Sports betting in Washington state remains in-person only after a legal challenge to the state’s tribal control over sports betting was tossed by a Federal judge earlier this week.
U.S. District Court Judge David Estudillo dismissed an antitrust challenge petitioned by cardroom operator Maverick Gaming. The lawsuit challenged the sports betting agreements that currently exist with the Washington state tribes.
Estudillo tossed the lawsuit out because he said that the Shoalwater Bay tribe needed to be included as they would be affected by the outcome of the lawsuit. The tribe could not be included due to their sovereign status.
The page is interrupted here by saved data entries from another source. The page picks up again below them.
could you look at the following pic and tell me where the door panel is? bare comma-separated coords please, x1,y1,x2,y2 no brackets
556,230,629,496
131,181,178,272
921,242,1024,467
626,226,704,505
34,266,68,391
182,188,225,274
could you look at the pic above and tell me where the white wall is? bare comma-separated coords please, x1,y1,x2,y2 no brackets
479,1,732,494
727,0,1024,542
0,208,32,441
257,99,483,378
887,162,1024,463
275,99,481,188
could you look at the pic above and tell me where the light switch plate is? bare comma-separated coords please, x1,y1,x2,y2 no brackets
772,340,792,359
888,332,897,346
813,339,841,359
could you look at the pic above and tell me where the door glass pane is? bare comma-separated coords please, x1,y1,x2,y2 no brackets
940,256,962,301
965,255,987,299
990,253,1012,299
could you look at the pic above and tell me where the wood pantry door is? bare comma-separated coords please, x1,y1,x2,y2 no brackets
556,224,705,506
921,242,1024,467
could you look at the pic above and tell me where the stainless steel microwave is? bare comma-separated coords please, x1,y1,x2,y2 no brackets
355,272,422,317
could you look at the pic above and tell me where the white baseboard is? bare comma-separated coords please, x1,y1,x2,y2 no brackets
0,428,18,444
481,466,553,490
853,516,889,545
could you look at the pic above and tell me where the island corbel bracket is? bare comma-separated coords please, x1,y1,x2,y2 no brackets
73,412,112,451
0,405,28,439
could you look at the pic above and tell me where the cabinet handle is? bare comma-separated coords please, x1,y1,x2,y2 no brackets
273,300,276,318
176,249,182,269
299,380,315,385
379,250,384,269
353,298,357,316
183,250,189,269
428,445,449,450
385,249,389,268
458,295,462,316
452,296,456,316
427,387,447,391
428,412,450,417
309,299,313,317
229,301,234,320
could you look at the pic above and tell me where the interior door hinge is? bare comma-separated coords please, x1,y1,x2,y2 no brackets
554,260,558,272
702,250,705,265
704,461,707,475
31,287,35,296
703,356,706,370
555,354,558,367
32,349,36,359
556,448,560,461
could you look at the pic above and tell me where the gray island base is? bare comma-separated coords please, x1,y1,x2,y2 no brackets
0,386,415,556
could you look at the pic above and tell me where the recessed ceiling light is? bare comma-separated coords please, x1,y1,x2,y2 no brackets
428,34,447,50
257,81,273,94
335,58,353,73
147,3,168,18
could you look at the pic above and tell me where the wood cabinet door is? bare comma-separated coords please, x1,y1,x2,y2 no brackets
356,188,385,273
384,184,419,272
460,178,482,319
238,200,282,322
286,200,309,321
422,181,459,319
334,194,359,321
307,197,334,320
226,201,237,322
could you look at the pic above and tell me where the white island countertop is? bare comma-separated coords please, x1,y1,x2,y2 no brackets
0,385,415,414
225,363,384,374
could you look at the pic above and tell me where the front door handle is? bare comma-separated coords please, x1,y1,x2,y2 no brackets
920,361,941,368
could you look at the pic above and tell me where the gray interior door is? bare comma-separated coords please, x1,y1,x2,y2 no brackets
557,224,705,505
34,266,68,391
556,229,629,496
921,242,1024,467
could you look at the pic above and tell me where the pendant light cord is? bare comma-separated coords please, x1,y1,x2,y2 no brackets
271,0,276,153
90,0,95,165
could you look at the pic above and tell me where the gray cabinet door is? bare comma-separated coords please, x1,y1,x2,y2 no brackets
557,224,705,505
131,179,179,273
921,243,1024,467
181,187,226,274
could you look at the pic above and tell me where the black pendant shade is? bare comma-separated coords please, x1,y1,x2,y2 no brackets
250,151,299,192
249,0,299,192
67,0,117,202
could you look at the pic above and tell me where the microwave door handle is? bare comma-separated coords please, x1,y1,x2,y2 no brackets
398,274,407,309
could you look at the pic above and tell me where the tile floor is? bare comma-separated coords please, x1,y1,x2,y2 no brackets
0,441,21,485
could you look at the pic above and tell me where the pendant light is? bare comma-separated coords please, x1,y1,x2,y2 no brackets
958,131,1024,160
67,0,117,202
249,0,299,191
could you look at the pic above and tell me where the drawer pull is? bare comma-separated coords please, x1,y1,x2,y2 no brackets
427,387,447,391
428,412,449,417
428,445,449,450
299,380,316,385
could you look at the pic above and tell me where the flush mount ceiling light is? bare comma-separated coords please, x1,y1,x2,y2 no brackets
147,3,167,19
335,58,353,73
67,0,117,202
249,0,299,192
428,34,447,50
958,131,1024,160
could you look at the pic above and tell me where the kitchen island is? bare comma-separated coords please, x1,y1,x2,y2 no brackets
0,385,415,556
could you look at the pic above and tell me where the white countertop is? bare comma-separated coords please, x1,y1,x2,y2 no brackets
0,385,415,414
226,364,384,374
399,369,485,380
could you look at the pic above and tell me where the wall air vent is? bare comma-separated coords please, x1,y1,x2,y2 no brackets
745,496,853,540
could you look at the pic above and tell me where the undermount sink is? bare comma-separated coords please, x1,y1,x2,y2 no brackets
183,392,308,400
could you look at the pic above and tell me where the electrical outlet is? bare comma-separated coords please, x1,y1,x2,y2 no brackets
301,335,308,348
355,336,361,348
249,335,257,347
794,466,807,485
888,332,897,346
“Given this history, and the economic and sovereign rights implicated by Maverick’s suit, the Court agrees that Shoalwater is ‘necessary, and if not susceptible to joinder, indispensable to litigation seeking to decimate that contract’,” Estudillo said.
The dismissal of the lawsuit means that any expansion of sports betting in the state to include mobile betting is once again dead. There remains a possibility that legislative action by the state government could push through mobile betting, but it would fly in the face of amended compacts that the native tribes signed with the state in 2020 after sports betting was legalized in the state.
Under those compacts sports betting can only take place in-person at tribal casinos.
According to Maverick Gaming CEO Eric Persson the company will appeal the decision and is willing to go all the way to the U.S. Supreme Court is necessary.